In-Post Social Banners-04
  • I love this. A few things I cut out and don’t miss

    cable – $100 a month, cut this out five years ago
    daily skinny vanilla latte – $4 a day on weekdays, now I buy maybe one a month – I switched to tea, much better for me!
    tolls: if i’m not driving to make money, I take the normal route and plan the timing so I don’t get stuck in traffic. I only spend $6 a week on tolls now vs $20 a week average before
    bags: this one may be a little controversial but I love bags and I used to buy cheaper bags like every other month. I stopped doing that and chose to invest in more expensive classics that will last a long time and won’t go out of fashion
    wine: stopped buying my weekly bottle – $10 saved a week

    • Liz

      I stopped buying cheap bags too. I bought one expensive and classy looking bag that I use daily. It’s held up well and is versatile!

  • Jack

    Not even joking, this article made my heart flutter because these are all EXCELLENT and I wish I could chat to all of these people! It’s also not your typical “just don’t have brunch” article.
    To #2 the nail polish girl…someone once told me that unpainted toenails were “disgusting” so I FEEL YA. What kind of madness is that?!

    • Miss Meg

      THIS so hard. They’re my feet, what do you expect them to look like!?

    • Judith

      Also, they’re really deciding something based on the tiny surface of your pinky toenail… My usual response is something like “I’m really sorry, I don’t really have the time for that, I work a lot.” Sarcasm aside, I really don’t understand how people have the time to get everything done *and* get their toenails done. It would be so far down on my list of priorities that I’d need a separate notebook for it. I’d love to get a look at other people’s list of priorities though, it should be interesting how different we all rate things.

  • Lava Yuki

    After I started earning my own money and daddy bank being cut off, I stopped spending a lot of things.
    Coffee every day: £2-2-50- changed to just the weekend.
    Buying lunch everyday£10- changed to just the weekends.
    Fresh Seabass: £5-6
    Monthly Shellac Nails: £27
    Monthly deep tissue massages: £50
    High end skin care from brands like Clinique and Shiseido: £££
    Opting for second hand books off Amazon instead of new books in local bookstores.
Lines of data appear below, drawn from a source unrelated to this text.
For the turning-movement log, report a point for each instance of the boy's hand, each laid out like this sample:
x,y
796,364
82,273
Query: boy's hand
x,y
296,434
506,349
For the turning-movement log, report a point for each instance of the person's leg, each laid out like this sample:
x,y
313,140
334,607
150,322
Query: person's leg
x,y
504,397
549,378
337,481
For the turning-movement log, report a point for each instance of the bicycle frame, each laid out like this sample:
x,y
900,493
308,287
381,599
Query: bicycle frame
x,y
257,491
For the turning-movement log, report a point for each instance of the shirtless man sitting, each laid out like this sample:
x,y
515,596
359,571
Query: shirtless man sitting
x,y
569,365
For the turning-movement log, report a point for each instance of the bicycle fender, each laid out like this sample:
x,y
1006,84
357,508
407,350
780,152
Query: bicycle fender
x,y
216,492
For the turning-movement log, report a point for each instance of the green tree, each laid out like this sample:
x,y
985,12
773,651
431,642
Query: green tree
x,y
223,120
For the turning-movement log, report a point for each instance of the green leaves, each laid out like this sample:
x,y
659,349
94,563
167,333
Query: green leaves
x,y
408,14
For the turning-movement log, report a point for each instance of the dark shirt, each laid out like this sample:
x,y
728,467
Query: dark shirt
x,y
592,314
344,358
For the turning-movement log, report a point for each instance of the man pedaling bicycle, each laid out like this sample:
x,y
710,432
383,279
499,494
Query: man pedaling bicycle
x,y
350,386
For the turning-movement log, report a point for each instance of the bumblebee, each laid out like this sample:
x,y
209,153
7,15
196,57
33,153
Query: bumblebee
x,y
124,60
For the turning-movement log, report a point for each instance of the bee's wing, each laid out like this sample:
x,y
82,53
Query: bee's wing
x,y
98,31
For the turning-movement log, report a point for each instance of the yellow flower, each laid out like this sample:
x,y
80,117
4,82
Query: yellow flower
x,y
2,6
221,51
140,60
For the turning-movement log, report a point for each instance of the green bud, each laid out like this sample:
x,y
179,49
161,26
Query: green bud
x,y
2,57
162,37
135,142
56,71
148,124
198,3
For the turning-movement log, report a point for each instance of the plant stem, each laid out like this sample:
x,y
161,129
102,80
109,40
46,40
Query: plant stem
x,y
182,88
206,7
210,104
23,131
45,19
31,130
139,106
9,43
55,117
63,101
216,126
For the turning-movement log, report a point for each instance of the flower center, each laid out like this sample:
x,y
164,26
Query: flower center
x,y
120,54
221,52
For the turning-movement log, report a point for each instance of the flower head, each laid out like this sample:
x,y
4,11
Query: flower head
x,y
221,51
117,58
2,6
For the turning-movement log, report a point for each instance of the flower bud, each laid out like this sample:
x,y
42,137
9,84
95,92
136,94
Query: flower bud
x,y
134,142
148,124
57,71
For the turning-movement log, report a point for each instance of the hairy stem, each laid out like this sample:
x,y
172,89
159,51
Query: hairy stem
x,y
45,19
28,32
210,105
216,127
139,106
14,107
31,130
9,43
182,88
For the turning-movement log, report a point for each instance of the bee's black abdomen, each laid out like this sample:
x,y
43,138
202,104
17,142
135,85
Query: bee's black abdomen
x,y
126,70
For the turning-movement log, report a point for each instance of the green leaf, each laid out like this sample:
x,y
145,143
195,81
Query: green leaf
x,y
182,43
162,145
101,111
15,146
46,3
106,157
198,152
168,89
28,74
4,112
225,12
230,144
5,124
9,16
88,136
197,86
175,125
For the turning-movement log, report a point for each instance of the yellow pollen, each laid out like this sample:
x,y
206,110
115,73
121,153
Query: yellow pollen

    Also now that I live within walking distance from work, I save about £150 on transport per month.

    • Lauren

      All of these are great but I always think it’s worth the cost to buy books from local bookstores instead of Amazon

      • The second hand books on Amazon are almost always listed by independant bookstores on Amazon market place. That’s where I buy most of my books, too!

  • Ella

    Dismantling the patriarchy one unpainted toe nail at a time!

  • Lauren Pemberton

    I haven’t bought paper towels in years. We just use washable kitchen rags. If a rag get too ripped up or used to clean something gross, we toss it. And we can always buy a new 24 pack for $4. I feel like it’s good for the environment but I know it is good for my bank account.

  • Erin C

    I think the author may be confusing a-line skirts with circle skirts, but otherwise it’s an excellent point. We all buy “aspirational” clothing for who we aspire to be instead of who we are.

  • Judith

    Thumbs up to #20. I cut out meat from my groceries a few years ago because you can’t really leave it in the fridge for weeks like you can do with (for example) tofu and preparing it can become kind of a hassle. So I still eat meat but I very rarely make it myself. This way I also don’t feel guilty for getting the occasional burger or shawarma.

  • Mireille Cecil

    Ditto boutique fitness classes. I’ve been doing an hour + yoga for the last month by downloaded the Down Dog app for free. I plan on paying for the full membership for all the features but that’s just $60–half of what you’d pay for an unlimited yoga subscription! It’s the closest thing I’ve gotten to a studio class at home.